En Comiso, Sicilia, el 14 de junio de 1996, murió Gesualdo Bufalino a consecuencia de un terrible accidente de circulación. Su amigo César Antonio Molina lo rememora conmovido hasta el tuétano en un libro de recuerdos, ‘Regresar a donde no estuvimos’.
El 22 de mayo de 1997 muere en Cartagena (“La Heroica”, y también “el corralito de piedra”), el poeta colombiano Raúl Gómez Jattin, atropellado por un autobús, sin que haya sido posible determinar si se trató de un accidente o de un suicidio.
El 14 de diciembre de 2001, al chocar con su auto contra un camión, falleció W.G. Sebald hallándose en su plena madurez creativa. Cito de la necrológica que le dedicó Miguel Sáenz, uno de sus traductores:
Winfried Georg [Maximilian] Sebald no tuvo suerte. Se pasó la vida enseñando literatura alemana en Norwich y escribiendo libros inclasificables o sesudos ensayos, y cuando, de pronto, convertido en autor de culto, iba camino del Nobel (gracias en gran parte a Susan Sontag, todo hay que decirlo), un estúpido accidente de automóvil acabó con él.
El 27 de julio de 2005, el escritor argentino Saúl Yurkievich, albacea de la obra de Cortázar, murió en un accidente en una carretera cerca de Aviñón, al sureste de Francia. Según la policía, perdió el control de su vehículo e impactó de frente contra un camión que avanzaba en sentido contrario, falleciendo de manera instantánea.

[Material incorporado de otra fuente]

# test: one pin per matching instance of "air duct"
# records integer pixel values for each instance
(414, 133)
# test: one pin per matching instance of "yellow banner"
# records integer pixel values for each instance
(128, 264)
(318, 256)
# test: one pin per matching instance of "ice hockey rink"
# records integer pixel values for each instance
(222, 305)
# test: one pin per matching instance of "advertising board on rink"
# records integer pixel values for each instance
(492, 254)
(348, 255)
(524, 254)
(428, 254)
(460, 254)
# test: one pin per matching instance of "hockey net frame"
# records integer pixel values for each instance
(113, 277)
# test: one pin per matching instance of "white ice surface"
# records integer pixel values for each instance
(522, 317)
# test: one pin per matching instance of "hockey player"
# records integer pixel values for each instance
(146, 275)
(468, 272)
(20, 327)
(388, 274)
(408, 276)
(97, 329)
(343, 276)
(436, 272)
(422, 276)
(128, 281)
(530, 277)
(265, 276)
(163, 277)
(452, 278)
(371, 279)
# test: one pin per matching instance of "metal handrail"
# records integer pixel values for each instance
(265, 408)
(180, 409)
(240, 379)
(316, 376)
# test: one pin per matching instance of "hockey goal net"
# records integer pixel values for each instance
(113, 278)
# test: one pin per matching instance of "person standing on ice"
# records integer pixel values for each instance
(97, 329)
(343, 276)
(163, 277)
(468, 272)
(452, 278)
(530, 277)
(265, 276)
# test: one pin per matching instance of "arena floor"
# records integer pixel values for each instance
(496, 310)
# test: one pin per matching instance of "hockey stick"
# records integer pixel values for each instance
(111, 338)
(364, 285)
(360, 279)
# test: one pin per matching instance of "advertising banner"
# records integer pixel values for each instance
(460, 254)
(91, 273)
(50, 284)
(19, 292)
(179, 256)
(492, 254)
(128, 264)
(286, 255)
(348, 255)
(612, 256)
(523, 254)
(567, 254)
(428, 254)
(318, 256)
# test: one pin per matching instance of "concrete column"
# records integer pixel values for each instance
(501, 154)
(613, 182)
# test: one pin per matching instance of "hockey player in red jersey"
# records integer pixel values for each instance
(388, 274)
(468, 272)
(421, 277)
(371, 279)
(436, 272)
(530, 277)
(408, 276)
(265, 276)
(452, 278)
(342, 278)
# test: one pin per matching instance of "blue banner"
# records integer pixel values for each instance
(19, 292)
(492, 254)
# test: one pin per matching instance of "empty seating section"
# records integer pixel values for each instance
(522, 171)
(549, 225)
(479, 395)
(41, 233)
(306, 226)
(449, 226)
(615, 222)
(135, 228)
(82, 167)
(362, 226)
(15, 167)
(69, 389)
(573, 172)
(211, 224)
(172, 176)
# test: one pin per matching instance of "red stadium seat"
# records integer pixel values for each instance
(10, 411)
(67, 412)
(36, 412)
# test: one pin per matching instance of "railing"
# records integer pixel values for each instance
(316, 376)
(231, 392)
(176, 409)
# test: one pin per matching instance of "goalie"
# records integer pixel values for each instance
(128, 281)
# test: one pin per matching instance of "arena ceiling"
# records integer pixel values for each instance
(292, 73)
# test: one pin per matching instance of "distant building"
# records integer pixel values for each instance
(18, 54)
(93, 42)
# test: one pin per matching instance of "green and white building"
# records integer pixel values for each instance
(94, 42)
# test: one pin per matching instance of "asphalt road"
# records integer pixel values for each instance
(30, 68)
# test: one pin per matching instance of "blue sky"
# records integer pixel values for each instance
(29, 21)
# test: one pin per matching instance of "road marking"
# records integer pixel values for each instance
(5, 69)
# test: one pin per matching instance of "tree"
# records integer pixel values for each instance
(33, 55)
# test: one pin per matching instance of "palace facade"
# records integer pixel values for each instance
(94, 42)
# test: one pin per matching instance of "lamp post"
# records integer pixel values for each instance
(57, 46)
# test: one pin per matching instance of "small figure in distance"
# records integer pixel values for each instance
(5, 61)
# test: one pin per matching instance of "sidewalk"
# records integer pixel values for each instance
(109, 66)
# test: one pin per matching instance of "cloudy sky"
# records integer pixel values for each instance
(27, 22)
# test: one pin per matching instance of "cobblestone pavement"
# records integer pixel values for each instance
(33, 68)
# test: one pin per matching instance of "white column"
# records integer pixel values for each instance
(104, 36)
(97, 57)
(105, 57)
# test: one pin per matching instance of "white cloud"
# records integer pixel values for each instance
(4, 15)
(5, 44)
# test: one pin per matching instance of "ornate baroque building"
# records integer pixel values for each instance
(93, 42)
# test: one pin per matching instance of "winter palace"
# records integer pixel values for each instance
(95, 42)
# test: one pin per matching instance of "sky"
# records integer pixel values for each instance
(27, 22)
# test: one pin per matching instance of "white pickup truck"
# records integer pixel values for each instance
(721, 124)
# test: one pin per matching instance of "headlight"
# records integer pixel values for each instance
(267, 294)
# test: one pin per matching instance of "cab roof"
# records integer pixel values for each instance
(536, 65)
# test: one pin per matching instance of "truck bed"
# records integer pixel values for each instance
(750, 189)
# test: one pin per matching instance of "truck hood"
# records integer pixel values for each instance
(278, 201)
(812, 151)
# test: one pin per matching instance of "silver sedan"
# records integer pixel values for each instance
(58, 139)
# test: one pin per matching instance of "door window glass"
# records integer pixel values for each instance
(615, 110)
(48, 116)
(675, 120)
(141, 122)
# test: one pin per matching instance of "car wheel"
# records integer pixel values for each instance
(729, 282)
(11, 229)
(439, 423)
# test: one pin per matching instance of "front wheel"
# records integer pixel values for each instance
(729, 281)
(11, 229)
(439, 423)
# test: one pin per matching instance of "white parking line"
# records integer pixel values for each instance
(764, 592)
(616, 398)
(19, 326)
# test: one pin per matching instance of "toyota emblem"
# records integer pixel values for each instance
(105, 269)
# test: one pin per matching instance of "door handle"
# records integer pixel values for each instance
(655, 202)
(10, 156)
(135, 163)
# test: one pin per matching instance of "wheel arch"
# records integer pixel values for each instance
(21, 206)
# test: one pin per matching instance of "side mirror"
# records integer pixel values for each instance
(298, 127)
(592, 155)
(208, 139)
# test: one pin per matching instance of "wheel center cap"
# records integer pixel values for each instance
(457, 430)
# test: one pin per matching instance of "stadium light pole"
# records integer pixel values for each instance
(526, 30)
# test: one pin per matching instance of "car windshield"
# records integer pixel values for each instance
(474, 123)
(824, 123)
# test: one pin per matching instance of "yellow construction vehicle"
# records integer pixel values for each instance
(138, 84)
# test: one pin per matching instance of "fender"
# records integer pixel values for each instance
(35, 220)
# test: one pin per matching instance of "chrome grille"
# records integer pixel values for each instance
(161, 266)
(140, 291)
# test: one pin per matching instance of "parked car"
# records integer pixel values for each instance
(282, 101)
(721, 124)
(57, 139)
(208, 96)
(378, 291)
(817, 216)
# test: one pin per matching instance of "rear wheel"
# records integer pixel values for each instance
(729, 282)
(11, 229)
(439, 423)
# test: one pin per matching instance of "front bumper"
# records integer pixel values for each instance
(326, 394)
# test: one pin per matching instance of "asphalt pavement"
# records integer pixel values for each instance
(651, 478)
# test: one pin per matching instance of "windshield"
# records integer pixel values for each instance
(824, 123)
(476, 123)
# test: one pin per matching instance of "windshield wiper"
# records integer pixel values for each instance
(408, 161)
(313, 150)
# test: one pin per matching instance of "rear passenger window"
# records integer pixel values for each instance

El domingo 9 de abril de 2006, en la madrugada, falleció en Managua el narrador Lizandro Chávez Alfaro. Murió en la cama, pero su muerte fue una secuela del terrible accidente que sufrió el 3 de febrero de 1996 durante su caminata habitual por el barrio de Pancasán, entre 6 y 7 a.m. El autor del atropello fue un joven que había sido alumno suyo, y que esa mañana regresaba a casa a toda velocidad tras una noche de juerga, es decir, iba borracho (lo que llaman en Nicaragua «andar de amanezquera»). El muchacho le pidió perdón de rodillas y llorando a mares a Lillian, la compañera mexicana de Lizandro, que terminó abrazándolo y teniéndolo que reconfortar. Luego, cuando vio que la hospitalización iba a durar varios meses, y puesto que había manejado sin estar cubierto por un seguro de ninguna especie, el muchacho se marchó del país. El período de rehabilitación física de Lizandro duró un año, pero anímica y mentalmente no se recuperó jamás.
A despecho de la cronología, he dejado para el final el 4 de enero de 1960, cuando en la carretera nacional francesa n° 5, en una recta sin obstáculos, cerca de Le Petit-Villeblevin, en un accidente provocado según parece por el exceso de velocidad a que conducía su Facel Vega el editor Michel Gallimard (sobrino del patriarca Gaston Gallimard), murió y nos dejó huérfanos Albert Camus, su copiloto. Sean otros quienes hablen de su vida y de su obra,
yo sólo quise hablar de su muerte, encajándola en un repertorio tristérrimo y casi desconocido: aquel que nos recuerda que amén del suicidio hay más de un problema filosófico auténticamente serio. La muerte absurda, por ejemplo. El día antes de la suya, y refiriéndose a la muy reciente de Fausto Coppi, el campeonísimo del ciclismo, Albert Camus había dicho: «No conozco nada más idiota que morir en un accidente de auto».